Why use drop_last=True in test (and val) dataloader?

yuqinie98 / PatchTST

An offical implementation of PatchTST: "A Time Series is Worth 64 Words: Long-term Forecasting with Transformers." (ICLR 2023) https://arxiv.org/abs/2211.14730

Apache License 2.0

1.38k stars 248 forks source link

Why use drop_last=True in test (and val) dataloader? #7

Closed oguiza closed 1 year ago

oguiza commented 1 year ago

Hi, First, thanks for the excellent paper and for sharing this repo. Great work!

I want to ask why do you set the test dataloader drop_last=True? By doing that performance is not reported for all samples in the test dataset (some samples will be dropped, which is not what we want). In addition to this, changes in the batch size would lead to reporting performance on a different number of samples. I've tested the difference by setting drop_last=False with the ILI dataset and the result is worse than the published one, although it still is the best-published result I've seen so far.

I saw the same issue in the Autoformer repo and logged an issue (https://github.com/thuml/Autoformer/issues/104). As a result they've now updated the code.

BTW, this is likely to also occur with other papers that seem to use a similar code base to Autoformer's.

namctin commented 1 year ago

Hi @oguiza, that is a great catch. Thank you very much! Our thought was to use the same setting in the dataloader they had for a fair comparison. But you are correct that setting drop_last=True will lead to the number of test samples not to be consistent with different choices of the batch size, although this difference may not cause a significant performance drop. We will change that setting in the code.

For self-supervised learning, we accidentally use the default drop_last=False which turns out to be the right choice, and the reported self-supervised results in the paper is for this setting.
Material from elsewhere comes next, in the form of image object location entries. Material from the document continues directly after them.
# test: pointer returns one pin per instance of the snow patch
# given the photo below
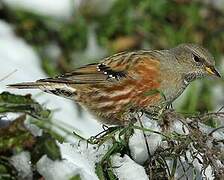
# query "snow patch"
(127, 169)
(21, 162)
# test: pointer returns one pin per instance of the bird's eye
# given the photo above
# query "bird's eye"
(196, 58)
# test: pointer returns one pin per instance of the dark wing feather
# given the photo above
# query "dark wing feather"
(111, 69)
(108, 70)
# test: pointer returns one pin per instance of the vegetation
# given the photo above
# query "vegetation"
(128, 25)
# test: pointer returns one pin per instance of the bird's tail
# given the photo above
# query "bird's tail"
(27, 85)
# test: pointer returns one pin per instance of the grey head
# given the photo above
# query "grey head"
(194, 61)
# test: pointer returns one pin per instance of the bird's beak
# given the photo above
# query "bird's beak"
(212, 71)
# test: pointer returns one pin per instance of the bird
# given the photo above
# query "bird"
(129, 82)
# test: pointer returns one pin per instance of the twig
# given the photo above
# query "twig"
(8, 75)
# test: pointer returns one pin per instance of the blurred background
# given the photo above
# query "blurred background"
(66, 34)
(45, 38)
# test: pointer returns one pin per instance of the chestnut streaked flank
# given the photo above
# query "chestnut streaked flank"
(121, 84)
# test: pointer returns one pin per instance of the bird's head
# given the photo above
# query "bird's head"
(194, 61)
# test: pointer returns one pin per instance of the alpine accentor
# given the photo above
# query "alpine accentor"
(130, 81)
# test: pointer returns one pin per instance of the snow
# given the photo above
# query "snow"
(27, 63)
(35, 130)
(21, 162)
(57, 170)
(126, 169)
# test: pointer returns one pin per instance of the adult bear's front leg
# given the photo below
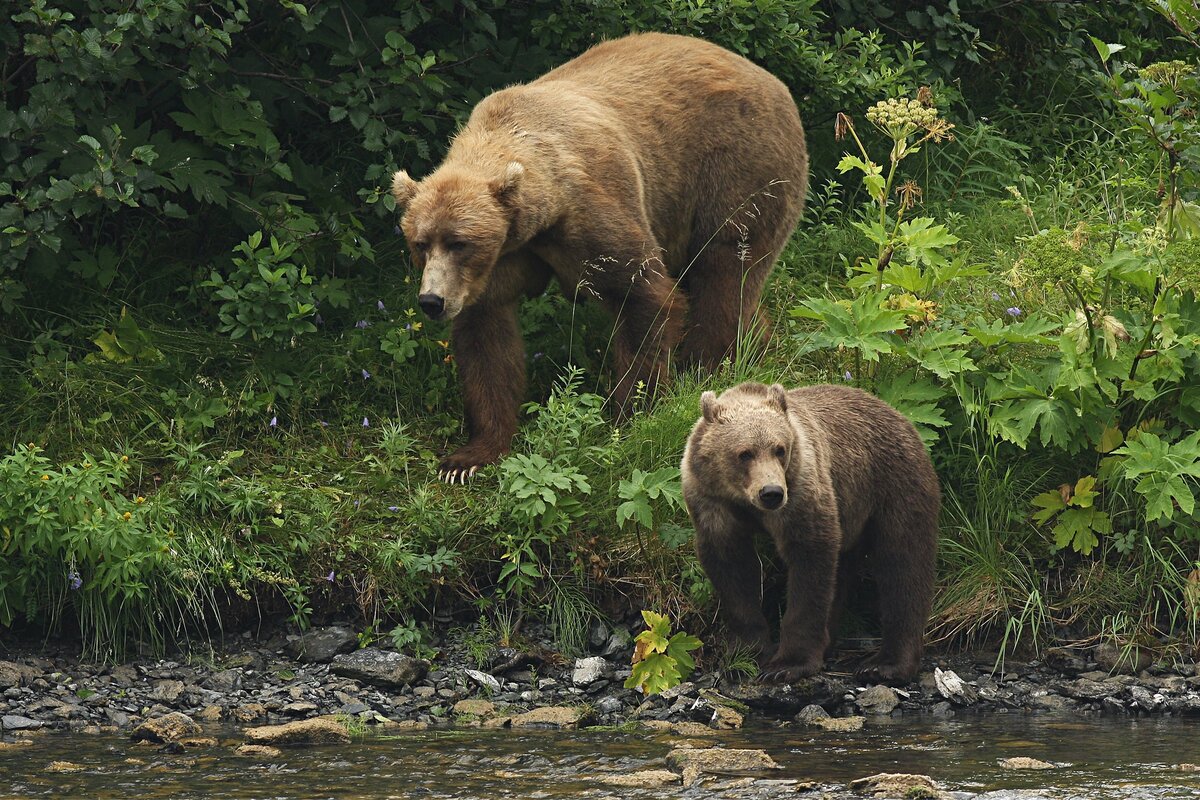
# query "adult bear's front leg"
(491, 368)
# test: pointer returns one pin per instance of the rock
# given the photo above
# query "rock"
(1131, 660)
(1025, 763)
(167, 691)
(695, 761)
(879, 699)
(263, 752)
(473, 708)
(953, 687)
(381, 667)
(225, 681)
(169, 727)
(787, 699)
(319, 731)
(897, 785)
(250, 713)
(10, 674)
(553, 716)
(589, 671)
(17, 722)
(642, 780)
(725, 719)
(487, 681)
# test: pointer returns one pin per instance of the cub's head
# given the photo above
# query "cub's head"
(742, 446)
(456, 222)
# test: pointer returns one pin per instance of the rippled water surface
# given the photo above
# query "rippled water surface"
(1102, 759)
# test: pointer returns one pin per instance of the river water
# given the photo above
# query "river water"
(1098, 758)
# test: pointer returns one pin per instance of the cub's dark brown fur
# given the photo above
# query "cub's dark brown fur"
(832, 474)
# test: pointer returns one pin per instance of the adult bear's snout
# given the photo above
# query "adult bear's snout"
(771, 497)
(432, 305)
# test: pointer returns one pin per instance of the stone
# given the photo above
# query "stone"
(555, 716)
(1025, 763)
(642, 779)
(321, 645)
(589, 671)
(319, 731)
(1113, 659)
(693, 762)
(167, 691)
(167, 728)
(474, 708)
(897, 785)
(263, 752)
(879, 701)
(487, 681)
(17, 722)
(953, 687)
(381, 667)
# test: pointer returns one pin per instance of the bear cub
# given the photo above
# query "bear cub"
(834, 476)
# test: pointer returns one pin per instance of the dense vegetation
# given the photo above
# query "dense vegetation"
(222, 402)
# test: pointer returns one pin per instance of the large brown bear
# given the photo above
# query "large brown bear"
(833, 475)
(660, 174)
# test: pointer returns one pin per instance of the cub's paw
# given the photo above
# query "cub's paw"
(877, 672)
(787, 673)
(462, 464)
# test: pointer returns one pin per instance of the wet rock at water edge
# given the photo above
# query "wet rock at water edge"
(953, 687)
(589, 671)
(169, 727)
(381, 667)
(321, 731)
(879, 701)
(323, 644)
(694, 762)
(1025, 763)
(898, 785)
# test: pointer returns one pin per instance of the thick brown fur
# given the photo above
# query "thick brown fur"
(660, 174)
(856, 482)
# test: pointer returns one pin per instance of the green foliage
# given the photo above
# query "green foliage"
(661, 660)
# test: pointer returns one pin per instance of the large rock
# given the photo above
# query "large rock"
(321, 731)
(381, 667)
(323, 644)
(167, 728)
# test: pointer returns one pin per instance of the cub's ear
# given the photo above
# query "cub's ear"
(402, 188)
(504, 187)
(778, 395)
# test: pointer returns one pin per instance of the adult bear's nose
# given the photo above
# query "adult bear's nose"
(772, 497)
(432, 305)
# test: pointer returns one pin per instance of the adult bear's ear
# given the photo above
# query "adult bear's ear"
(778, 395)
(708, 407)
(504, 187)
(402, 188)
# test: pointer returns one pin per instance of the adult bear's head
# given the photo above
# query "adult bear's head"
(747, 444)
(456, 222)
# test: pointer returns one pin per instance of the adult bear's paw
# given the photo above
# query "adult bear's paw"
(462, 464)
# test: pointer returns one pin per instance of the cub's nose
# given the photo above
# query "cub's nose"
(432, 305)
(771, 497)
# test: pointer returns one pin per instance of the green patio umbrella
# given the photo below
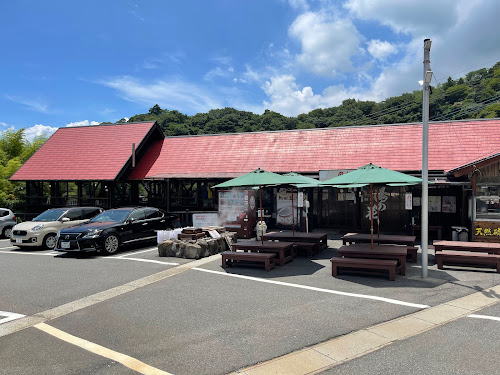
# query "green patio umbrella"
(371, 175)
(259, 178)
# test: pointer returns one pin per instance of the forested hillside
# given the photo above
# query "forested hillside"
(476, 95)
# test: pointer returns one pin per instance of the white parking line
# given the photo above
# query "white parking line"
(365, 296)
(484, 317)
(9, 316)
(23, 253)
(137, 252)
(9, 247)
(145, 260)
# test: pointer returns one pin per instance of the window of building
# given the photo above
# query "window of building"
(488, 200)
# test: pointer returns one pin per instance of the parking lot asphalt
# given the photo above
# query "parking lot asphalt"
(205, 320)
(465, 346)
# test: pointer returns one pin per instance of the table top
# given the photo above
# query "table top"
(259, 245)
(377, 249)
(467, 244)
(312, 236)
(381, 238)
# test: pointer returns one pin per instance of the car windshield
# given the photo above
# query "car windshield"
(50, 215)
(117, 216)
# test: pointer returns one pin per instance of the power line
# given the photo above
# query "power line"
(474, 107)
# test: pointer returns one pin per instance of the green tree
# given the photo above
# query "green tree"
(15, 150)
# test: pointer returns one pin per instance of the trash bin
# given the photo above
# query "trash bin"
(260, 229)
(459, 234)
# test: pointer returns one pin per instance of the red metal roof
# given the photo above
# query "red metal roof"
(84, 153)
(397, 147)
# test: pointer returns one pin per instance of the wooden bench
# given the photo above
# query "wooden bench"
(310, 248)
(251, 259)
(364, 264)
(412, 253)
(467, 259)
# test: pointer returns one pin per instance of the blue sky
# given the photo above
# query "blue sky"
(68, 63)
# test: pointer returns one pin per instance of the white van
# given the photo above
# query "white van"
(42, 230)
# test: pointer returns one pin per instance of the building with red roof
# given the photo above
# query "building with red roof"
(94, 165)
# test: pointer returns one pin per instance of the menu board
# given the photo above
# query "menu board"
(232, 203)
(449, 204)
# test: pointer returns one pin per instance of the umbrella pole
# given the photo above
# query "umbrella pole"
(260, 199)
(371, 212)
(378, 216)
(293, 216)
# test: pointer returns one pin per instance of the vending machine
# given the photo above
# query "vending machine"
(237, 211)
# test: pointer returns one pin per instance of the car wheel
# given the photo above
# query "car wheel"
(111, 244)
(49, 241)
(6, 232)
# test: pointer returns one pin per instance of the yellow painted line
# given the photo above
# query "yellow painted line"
(124, 359)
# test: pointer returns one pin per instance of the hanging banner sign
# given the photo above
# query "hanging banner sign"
(408, 201)
(300, 199)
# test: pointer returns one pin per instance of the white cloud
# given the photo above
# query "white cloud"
(168, 94)
(32, 104)
(218, 72)
(299, 4)
(37, 130)
(287, 98)
(82, 123)
(328, 43)
(380, 49)
(409, 16)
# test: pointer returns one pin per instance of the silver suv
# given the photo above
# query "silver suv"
(42, 230)
(7, 221)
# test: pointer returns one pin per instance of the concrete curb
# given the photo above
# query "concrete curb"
(334, 352)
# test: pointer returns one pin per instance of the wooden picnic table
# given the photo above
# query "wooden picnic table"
(283, 250)
(386, 239)
(319, 238)
(389, 252)
(481, 247)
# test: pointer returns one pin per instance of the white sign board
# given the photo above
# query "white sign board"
(327, 174)
(207, 219)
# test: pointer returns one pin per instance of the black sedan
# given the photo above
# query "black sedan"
(111, 229)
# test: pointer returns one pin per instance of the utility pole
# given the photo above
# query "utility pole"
(425, 156)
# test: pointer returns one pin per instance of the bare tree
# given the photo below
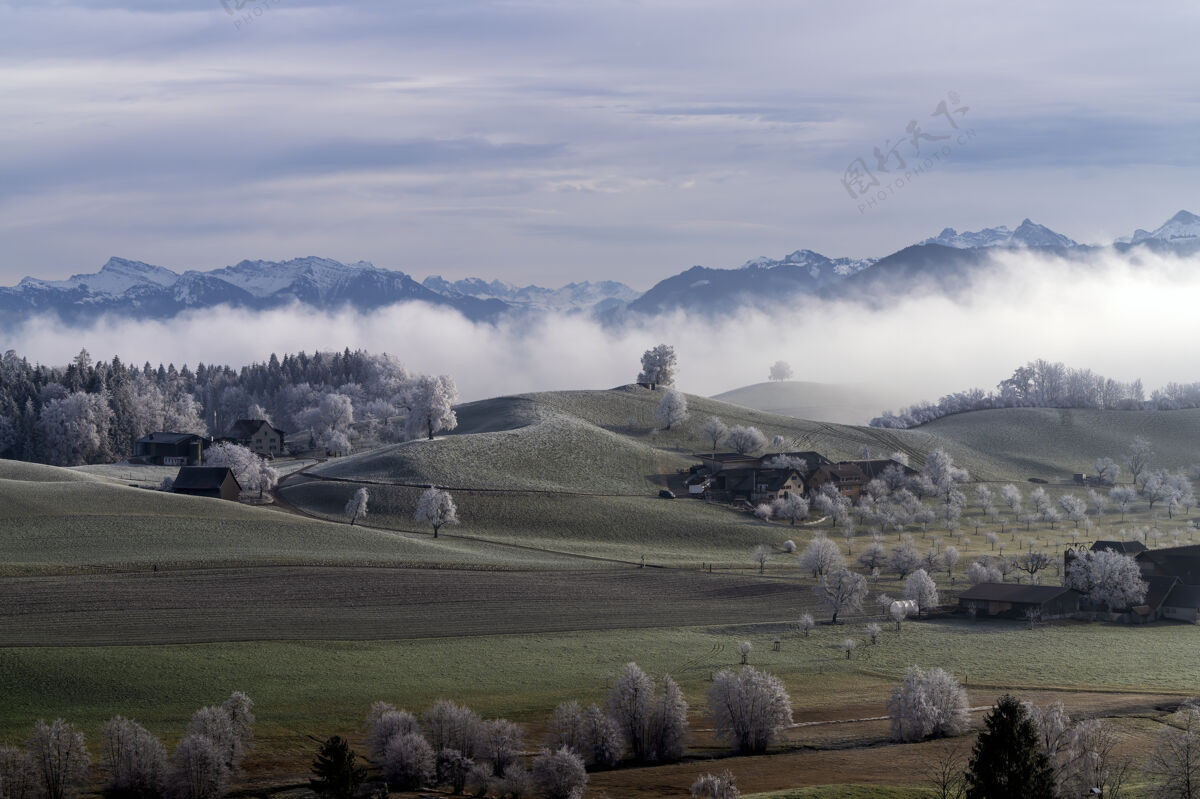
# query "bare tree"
(58, 758)
(925, 704)
(841, 590)
(672, 408)
(357, 505)
(780, 371)
(745, 439)
(709, 786)
(749, 708)
(437, 509)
oguiza commented 1 year ago

Thanks for your quick response @namctin. I just run the script on the ILI dataset and the difference was significant in my opinion. If the performance with self-supervised is measured with all test samples as you say, this might indicate that the difference between supervised and self-supervised would be bigger than what's reflected in your paper. I'm sharing this just in case you want to investigate it further.

namctin commented 1 year ago

Thank you for confirming the result @oguiza! Since ILI is a fairly small dataset, so the setting of drop_last can affect the result. I would think this will be diminished for larger datasets. But in any case, we should set the drop_last=False and we will fix that in the code.

ts-kim commented 1 year ago

I discovered that a number of the performance gain in the supervised patchTST comes from using 'drop_last=True' for the test dataset.

With 'drop_last=False', for the ETTh1, Traffic, and Illness datasets, there was a drop in performance, while there was no drop for the Weather dataset. I have not yet tested on the other datasets.

I think this can be a significant problem, as it would require the most of the tables in the paper to be rewritten and this could be considered as a cheating.